239- Keep it to 2-4 questions maximum. Respect the user's time.
240- Offer concrete options, not open-ended prompts.
241- If findings are straightforward (e.g., only 1-2 clear issues), skip questions and go directly to Recommended Actions.
242
243<codex>
244Codex final-question gate: The user-visible response must either include the targeted questions or explicitly say `Questions skipped: <reason>` because the findings were straightforward. Each question must include 2-3 concrete answer options tied to the actual critique findings. Do not end with only open-ended questions.
245</codex>
246
247### Recommended Actions
248
249**After receiving the user's answers**, present a prioritized action summary reflecting the user's priorities and scope from Ask the User.
250
251#### Action Summary
252
253List recommended commands in priority order, based on the user's answers:
254
2551. **`{{command_prefix}}command-name`**: Brief description of what to fix (specific context from critique findings)

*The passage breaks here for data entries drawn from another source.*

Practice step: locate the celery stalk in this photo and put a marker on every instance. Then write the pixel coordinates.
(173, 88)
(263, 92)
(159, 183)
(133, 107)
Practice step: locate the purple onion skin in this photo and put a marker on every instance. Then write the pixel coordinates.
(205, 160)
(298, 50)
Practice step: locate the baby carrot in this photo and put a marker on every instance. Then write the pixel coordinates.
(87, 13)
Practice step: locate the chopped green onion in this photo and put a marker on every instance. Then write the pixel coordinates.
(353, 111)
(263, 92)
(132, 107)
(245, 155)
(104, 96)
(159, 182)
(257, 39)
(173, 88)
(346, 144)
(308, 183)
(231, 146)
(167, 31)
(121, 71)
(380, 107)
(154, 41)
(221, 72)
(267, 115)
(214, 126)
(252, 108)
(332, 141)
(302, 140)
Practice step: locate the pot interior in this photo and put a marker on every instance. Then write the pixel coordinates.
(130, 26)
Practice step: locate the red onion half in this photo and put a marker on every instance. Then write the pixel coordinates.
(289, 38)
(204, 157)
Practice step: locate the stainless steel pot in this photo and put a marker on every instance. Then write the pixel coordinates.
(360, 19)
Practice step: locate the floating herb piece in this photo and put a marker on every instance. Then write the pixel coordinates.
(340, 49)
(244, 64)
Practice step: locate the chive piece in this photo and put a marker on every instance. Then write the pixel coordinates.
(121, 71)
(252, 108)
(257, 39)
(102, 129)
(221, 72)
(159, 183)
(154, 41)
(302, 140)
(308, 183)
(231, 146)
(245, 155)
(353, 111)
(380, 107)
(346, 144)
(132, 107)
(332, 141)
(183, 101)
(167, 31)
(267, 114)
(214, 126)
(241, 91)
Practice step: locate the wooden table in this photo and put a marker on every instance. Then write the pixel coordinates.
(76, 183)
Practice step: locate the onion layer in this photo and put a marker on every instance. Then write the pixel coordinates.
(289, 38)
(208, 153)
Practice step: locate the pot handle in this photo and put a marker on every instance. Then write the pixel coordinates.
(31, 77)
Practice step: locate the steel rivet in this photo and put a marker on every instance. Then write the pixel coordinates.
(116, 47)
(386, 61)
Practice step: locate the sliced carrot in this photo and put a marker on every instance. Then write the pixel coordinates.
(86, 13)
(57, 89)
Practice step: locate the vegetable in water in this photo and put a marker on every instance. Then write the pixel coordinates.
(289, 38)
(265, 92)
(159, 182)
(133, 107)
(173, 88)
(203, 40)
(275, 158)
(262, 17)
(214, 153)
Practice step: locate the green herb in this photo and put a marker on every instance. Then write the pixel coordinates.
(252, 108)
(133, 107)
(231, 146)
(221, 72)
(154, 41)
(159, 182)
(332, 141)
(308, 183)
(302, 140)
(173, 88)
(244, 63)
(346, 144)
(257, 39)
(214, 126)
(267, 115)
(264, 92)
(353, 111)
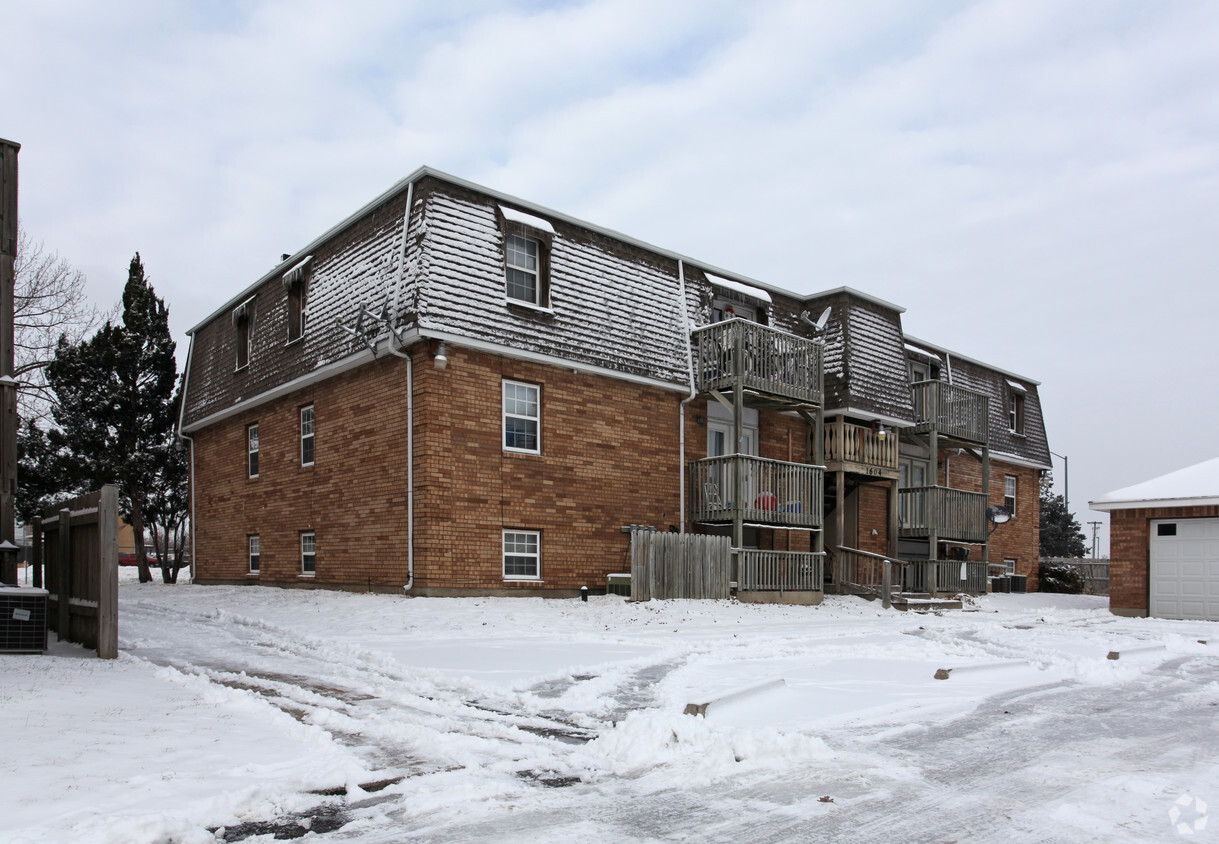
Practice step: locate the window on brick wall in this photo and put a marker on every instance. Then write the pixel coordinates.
(522, 417)
(307, 436)
(522, 555)
(309, 553)
(251, 440)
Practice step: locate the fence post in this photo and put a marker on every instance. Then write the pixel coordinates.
(107, 571)
(37, 550)
(63, 573)
(886, 583)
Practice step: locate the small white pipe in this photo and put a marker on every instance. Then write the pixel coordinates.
(182, 412)
(682, 405)
(410, 398)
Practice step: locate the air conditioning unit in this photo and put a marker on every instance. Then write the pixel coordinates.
(22, 620)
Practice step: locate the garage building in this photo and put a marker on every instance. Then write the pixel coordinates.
(1164, 545)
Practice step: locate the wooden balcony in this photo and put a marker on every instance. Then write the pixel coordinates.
(768, 364)
(856, 448)
(948, 514)
(944, 577)
(772, 492)
(780, 571)
(951, 411)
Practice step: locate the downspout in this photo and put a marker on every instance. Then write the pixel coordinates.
(686, 340)
(182, 411)
(410, 400)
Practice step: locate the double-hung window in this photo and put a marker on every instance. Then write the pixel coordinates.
(251, 439)
(309, 553)
(522, 555)
(524, 268)
(522, 417)
(307, 436)
(243, 325)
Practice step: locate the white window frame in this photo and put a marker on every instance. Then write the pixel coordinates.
(1016, 412)
(309, 553)
(513, 415)
(307, 429)
(251, 454)
(512, 249)
(518, 553)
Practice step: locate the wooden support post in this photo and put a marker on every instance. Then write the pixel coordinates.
(63, 573)
(37, 550)
(7, 386)
(107, 571)
(886, 583)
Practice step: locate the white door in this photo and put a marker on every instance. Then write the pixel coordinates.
(1185, 568)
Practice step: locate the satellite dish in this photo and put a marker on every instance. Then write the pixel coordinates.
(822, 321)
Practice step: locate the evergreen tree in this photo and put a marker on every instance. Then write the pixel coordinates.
(113, 409)
(1061, 534)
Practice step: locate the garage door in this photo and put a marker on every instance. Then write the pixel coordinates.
(1185, 568)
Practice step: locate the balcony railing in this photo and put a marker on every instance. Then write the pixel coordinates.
(780, 571)
(951, 410)
(950, 514)
(945, 577)
(763, 360)
(860, 448)
(772, 492)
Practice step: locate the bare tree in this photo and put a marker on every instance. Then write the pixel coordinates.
(49, 301)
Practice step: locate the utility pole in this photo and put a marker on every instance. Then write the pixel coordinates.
(1066, 479)
(7, 384)
(1095, 526)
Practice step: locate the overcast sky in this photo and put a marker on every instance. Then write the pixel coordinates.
(1035, 181)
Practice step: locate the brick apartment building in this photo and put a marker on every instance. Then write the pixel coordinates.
(458, 392)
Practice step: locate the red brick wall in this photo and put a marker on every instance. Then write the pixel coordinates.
(1018, 539)
(1130, 554)
(352, 498)
(608, 459)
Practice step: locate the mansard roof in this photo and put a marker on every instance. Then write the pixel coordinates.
(614, 306)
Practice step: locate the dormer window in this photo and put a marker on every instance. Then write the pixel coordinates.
(296, 284)
(243, 320)
(527, 243)
(523, 268)
(1016, 407)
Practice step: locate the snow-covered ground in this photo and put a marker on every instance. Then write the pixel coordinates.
(249, 712)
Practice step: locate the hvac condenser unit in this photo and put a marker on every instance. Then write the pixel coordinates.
(22, 620)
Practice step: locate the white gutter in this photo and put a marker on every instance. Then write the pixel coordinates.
(682, 405)
(410, 400)
(182, 410)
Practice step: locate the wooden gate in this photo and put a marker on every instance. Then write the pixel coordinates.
(78, 550)
(679, 565)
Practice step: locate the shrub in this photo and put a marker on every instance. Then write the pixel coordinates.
(1059, 577)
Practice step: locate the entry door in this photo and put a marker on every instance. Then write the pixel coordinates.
(1185, 568)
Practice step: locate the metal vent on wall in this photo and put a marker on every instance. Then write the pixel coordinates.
(22, 621)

2562. **`{{command_prefix}}command-name`**: Brief description (specific context)
257...
258
259**Rules for recommendations**:
260- Only recommend commands from: {{available_commands}}
261- Order by the user's stated priorities first, then by impact
262- Each item's description should carry enough context that the command knows what to focus on
263- Map each Priority Issue to the appropriate command
264- Skip commands that would address zero issues
265- If the user chose a limited scope, only include items within that scope
266- If the user marked areas as off-limits, exclude commands that would touch those areas
267- End with `{{command_prefix}}impeccable polish` as the final step if any fixes were recommended
268
269After presenting the summary, tell the user:
270
271> You can ask me to run these one at a time, all at once, or in any order you prefer.
272>
273> Re-run `{{command_prefix}}impeccable critique` after fixes to see your score improve.